"I'm your elder sister, but you don't give me your confidence."
Barbara's mood changed and her laugh was touched by scorn. "You are worse than mother. She's kind, but can't see; you don't want to see. I'd sooner trust my step-father. He's a very human old ruffian. I wish I had a real girl friend, but you tactfully freeze off all the girls I like. It's strange how many people there are whom virtuous folks don't approve."
Grace missed the note of appeal in her sister's bitterness. She did not see the girl as disturbed by doubts and looked in perplexity for a guiding light. Afterwards, when understanding was too late, Grace partly understood.
"Mr. Cartwright is not a ruffian." she said coldly.
"I suppose you're taking the proper line, and you'd be rather noble, only you're not sincere. You don't like Cartwright and know he doesn't like you. All the same, it's not important. We were talking about getting home, and since the boys have not come for us we had better start."
The loon had flown away and nothing broke the surface of the lake; the shadows had got longer and driven back the light. Thin mist drifted about the islands, the green glow behind the trunks was fading, and it would soon be dark.
"In winter, the big timber wolves prowl about the woods," Barbara remarked. "Horrible, savage brutes! I expect you saw the heads at the packer's house. Still, one understands they stay North until the frost begins."
She got up, and when they set off Grace looked regretfully across the lake, for she would sooner have gone home on board the fishing bateau. She was puzzled. The bays on the lake were numerous, and islands dotted the winding reaches, but it was strange the young men had gone to the wrong spot. They knew the lake and had told Barbara where to meet them. In the meantime, however, the important thing was to get home.

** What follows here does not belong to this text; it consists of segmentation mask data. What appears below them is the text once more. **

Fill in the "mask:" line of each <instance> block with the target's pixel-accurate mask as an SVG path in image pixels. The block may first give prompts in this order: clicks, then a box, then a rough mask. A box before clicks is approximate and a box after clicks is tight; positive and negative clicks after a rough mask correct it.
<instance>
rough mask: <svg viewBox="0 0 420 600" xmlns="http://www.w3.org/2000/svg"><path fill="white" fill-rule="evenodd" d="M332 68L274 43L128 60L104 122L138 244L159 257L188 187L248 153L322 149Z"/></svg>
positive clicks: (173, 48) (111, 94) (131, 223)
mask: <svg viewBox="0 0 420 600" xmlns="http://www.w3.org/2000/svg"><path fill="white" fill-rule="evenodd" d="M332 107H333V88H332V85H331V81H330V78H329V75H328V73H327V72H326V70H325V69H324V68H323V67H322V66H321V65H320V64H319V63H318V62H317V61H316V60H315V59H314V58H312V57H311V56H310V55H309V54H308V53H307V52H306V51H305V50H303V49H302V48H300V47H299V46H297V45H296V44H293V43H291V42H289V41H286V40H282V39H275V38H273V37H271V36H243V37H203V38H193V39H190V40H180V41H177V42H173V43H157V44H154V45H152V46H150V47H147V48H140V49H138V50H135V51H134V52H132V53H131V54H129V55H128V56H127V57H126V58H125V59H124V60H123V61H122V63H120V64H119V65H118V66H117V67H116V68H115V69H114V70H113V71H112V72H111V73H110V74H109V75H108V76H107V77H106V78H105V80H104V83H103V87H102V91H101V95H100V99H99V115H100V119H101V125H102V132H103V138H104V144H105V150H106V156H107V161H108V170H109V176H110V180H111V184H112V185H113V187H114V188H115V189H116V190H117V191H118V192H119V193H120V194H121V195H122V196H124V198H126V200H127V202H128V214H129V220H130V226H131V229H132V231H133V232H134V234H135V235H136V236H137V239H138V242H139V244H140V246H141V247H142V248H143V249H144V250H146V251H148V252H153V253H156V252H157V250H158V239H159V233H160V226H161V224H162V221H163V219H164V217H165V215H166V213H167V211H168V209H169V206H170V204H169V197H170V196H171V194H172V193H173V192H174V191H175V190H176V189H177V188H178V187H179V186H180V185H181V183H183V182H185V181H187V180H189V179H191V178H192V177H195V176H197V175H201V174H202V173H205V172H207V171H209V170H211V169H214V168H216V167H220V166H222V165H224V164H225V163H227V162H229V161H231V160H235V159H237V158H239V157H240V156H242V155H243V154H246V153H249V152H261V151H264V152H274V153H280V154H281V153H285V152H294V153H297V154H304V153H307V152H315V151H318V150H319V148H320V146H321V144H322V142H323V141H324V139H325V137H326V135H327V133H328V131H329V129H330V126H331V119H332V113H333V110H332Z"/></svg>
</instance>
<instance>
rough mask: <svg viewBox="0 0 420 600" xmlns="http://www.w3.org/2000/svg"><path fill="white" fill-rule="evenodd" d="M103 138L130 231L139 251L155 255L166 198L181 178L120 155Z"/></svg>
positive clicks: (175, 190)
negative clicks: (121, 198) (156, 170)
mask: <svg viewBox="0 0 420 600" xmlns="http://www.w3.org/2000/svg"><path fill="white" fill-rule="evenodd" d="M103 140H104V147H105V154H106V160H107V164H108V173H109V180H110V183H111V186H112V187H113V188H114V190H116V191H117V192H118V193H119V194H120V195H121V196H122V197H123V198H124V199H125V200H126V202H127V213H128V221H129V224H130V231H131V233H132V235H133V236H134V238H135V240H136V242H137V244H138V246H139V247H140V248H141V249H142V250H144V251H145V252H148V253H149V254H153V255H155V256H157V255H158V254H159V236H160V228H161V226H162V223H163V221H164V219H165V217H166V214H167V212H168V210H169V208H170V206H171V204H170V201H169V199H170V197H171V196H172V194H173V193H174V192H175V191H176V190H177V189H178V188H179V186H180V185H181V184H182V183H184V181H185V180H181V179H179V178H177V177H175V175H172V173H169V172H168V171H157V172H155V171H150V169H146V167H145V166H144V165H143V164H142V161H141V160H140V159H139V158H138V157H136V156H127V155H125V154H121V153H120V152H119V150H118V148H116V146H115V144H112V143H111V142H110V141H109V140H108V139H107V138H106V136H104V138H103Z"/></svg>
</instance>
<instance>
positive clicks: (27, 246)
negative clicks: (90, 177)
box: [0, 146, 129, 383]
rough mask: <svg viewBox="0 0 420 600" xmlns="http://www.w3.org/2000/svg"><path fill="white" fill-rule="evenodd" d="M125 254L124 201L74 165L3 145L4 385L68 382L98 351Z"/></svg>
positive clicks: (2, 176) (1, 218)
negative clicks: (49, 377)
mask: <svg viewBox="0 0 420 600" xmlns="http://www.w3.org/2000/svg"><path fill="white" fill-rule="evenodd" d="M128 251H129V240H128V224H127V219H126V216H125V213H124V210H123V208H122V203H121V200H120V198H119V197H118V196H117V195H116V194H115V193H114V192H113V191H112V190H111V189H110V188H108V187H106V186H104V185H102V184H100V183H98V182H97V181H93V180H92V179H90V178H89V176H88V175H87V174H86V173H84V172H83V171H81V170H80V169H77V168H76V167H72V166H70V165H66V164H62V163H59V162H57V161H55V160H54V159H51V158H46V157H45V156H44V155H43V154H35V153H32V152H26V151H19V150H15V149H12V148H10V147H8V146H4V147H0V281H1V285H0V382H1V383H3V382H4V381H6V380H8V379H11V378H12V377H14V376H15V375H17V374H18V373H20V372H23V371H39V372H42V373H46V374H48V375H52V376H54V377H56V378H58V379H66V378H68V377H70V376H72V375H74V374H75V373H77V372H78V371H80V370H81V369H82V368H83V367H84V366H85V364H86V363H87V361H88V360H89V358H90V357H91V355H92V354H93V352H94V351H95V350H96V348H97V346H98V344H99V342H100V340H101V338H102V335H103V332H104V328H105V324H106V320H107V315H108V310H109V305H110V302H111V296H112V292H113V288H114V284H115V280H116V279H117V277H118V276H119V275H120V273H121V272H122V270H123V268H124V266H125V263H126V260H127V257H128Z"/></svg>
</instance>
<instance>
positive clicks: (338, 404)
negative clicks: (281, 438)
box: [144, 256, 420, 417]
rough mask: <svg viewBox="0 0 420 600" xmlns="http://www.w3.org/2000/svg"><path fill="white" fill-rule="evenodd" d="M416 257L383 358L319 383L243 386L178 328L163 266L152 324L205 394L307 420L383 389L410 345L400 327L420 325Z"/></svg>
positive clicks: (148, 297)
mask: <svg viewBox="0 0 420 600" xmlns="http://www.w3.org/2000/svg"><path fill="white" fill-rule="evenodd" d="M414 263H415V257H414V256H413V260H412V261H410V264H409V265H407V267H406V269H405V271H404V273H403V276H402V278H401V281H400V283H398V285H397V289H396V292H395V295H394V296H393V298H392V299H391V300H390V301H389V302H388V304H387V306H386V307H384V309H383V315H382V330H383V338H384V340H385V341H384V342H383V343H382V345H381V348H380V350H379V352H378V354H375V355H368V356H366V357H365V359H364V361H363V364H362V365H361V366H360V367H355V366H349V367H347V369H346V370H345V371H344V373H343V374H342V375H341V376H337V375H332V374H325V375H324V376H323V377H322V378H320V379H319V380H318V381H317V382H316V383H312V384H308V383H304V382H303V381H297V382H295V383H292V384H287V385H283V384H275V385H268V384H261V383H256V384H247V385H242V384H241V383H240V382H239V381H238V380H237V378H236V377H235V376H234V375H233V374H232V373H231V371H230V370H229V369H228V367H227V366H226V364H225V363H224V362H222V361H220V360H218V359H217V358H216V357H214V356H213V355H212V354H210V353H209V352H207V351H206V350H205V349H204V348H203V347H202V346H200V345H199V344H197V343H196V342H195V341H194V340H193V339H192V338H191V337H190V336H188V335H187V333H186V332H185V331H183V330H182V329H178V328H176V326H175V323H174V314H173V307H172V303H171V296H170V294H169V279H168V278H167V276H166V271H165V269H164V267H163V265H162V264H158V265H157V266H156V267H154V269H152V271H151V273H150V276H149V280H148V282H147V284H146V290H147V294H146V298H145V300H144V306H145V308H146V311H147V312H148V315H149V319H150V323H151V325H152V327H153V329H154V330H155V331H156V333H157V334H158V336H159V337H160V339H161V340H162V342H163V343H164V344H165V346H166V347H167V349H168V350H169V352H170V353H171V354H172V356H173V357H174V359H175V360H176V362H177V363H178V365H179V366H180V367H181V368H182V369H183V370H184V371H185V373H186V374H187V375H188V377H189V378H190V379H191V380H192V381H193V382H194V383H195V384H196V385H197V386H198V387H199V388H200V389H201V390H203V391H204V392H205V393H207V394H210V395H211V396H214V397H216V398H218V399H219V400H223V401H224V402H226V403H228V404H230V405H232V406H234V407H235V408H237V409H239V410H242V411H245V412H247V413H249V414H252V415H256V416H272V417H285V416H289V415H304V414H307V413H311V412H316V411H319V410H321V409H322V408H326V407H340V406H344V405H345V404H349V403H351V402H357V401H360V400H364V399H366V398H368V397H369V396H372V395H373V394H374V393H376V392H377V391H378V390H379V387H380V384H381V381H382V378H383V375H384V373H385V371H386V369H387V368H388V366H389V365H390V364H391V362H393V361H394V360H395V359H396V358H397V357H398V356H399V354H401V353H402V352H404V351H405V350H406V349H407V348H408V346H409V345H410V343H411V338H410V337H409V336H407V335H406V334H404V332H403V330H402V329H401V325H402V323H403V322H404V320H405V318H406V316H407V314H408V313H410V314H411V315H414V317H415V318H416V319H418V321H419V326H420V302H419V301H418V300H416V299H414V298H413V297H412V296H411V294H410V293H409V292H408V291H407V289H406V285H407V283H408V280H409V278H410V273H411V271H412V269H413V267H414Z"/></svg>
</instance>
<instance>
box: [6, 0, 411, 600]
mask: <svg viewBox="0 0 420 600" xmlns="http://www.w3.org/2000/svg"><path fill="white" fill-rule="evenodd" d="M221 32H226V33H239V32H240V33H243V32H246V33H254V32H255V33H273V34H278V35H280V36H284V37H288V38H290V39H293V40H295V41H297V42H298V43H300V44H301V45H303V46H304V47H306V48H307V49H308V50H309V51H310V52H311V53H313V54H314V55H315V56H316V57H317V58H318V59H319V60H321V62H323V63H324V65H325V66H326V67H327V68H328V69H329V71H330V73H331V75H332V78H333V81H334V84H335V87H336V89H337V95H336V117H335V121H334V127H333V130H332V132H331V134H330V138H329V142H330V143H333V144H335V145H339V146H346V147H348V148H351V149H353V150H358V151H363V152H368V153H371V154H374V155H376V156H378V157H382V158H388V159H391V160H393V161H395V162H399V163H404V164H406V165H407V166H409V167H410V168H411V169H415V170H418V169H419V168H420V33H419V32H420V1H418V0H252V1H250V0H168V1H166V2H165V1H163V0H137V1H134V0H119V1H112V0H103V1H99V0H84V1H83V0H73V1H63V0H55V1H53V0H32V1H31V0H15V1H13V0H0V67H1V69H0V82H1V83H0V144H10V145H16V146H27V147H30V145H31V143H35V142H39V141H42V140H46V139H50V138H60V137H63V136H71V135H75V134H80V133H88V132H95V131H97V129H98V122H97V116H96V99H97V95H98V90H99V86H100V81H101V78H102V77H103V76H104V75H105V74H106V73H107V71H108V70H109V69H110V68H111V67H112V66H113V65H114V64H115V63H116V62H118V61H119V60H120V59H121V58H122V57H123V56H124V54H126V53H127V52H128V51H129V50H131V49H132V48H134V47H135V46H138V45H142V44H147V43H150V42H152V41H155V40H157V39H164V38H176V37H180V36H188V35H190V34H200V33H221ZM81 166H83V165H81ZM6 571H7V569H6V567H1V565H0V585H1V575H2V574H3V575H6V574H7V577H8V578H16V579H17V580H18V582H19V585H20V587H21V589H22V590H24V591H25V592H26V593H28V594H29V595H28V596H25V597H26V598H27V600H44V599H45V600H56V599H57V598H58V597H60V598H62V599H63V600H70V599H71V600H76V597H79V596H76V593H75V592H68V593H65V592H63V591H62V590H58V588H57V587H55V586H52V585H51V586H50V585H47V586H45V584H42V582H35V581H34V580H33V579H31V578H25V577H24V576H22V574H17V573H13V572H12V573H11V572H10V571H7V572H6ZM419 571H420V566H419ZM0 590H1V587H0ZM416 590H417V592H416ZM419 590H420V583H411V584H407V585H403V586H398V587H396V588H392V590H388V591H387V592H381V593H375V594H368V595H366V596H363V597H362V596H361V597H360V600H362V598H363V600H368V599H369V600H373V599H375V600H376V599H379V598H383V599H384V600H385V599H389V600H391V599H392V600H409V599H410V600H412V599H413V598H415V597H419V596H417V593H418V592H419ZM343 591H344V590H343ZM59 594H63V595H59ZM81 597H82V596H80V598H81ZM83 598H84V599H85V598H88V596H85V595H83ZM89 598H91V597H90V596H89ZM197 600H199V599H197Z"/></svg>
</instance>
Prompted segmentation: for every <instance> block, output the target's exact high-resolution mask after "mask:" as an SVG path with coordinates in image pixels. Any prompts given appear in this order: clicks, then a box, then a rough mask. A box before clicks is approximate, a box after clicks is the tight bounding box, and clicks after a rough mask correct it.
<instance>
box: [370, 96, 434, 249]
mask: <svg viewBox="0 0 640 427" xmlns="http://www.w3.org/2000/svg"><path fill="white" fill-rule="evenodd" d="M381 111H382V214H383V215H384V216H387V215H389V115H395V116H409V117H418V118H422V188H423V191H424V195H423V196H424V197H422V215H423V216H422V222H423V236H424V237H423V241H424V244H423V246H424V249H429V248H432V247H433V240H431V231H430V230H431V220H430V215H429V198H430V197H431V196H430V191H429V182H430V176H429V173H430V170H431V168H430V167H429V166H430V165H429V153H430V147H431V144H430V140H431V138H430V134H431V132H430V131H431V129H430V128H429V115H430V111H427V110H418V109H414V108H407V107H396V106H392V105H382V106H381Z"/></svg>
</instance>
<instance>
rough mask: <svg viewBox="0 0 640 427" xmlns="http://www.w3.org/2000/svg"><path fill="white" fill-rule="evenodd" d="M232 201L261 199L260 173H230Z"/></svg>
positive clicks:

Darkness crept across the woods, and as she stumbled along the uneven trail Grace got disturbed. She felt the daunting loneliness, the quiet jarred her nerve. The pines looked ghostly in the gloom. They were ragged and strangely stiff, it looked as if their branches never moved, and the dark gaps between the trunks were somehow forbidding.
Grace did not like Canada. Her cultivation was artificial, but Canada was primitive and stern. In the towns, one found inventions that lightened labor, and brought to the reach of all a physical comfort that in England only the rich enjoyed, but the contrasts were sharp. One left one's hotel, with its very modern furniture, noisy elevators and telephones, and plunged into the wilderness where all was as it had been from the beginning. Grace shrank from primitive rudeness and hated adventure. Living by rule she distrusted all she did not know. She thought it strange that Barbara, who feared nothing, let her go in front.